Ele também usou uma vez o termo "religiões" e "confissões religiosas" ao explicar ter clareza da laicidade estatal, mas que ela "assegura a todos o exercício da fé com tranquilidade".
A palavra "fé" foi dita seis vezes, concentradas no final do discurso, a partir dos 30 minutos de fala.
De maneira geral, a fala de Messias foi fiel ao discurso que ele havia preparado com antecedência, obtido pela Folha de S. Paulo. A fala para os políticos durou quase quarenta minutos. No papel, o político preparou 30 páginas.
Além disso, Messias disse ser a favor da proposta do presidente do STF, Edson Fachin, de estabelecer um código de ética na corte, em meio ao escândalo do banco Master. A ideia enfrenta resistência por parte de outros ministros.

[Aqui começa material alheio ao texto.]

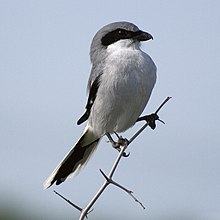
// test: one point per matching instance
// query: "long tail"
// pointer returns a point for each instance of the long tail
(75, 160)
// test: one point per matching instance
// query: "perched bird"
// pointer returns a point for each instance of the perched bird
(119, 87)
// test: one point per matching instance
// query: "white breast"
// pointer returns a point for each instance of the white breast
(126, 85)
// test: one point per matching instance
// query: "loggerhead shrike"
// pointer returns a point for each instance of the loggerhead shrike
(119, 87)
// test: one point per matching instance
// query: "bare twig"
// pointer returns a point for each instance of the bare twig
(146, 124)
(108, 178)
(68, 201)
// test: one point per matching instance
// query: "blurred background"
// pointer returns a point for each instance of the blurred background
(44, 67)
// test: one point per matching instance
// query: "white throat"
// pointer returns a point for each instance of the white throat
(123, 45)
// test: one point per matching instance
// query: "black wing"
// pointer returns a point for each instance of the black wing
(91, 99)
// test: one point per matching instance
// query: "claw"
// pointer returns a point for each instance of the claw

"O código de ética, que é um tema que está colocado pelo presidente do STF, ministro Edson Fachin, sob relatoria da ministra Cármen Lúcia, é uma proposta que está colocada num contexto de aperfeiçoamento da transparência do Poder Judiciário, da prestação de contas", disse.
"Qualquer medida de aperfeiçoamento do Poder Judiciário, em benefício da sociedade, [...] terá em mim apoio total", completou.
Messias disse ter sido o primeiro AGU a aprovar um código de ética para o órgão. Afirmou ainda que seus códigos de ética pessoais são a Constituição, sua formação e seu currículo.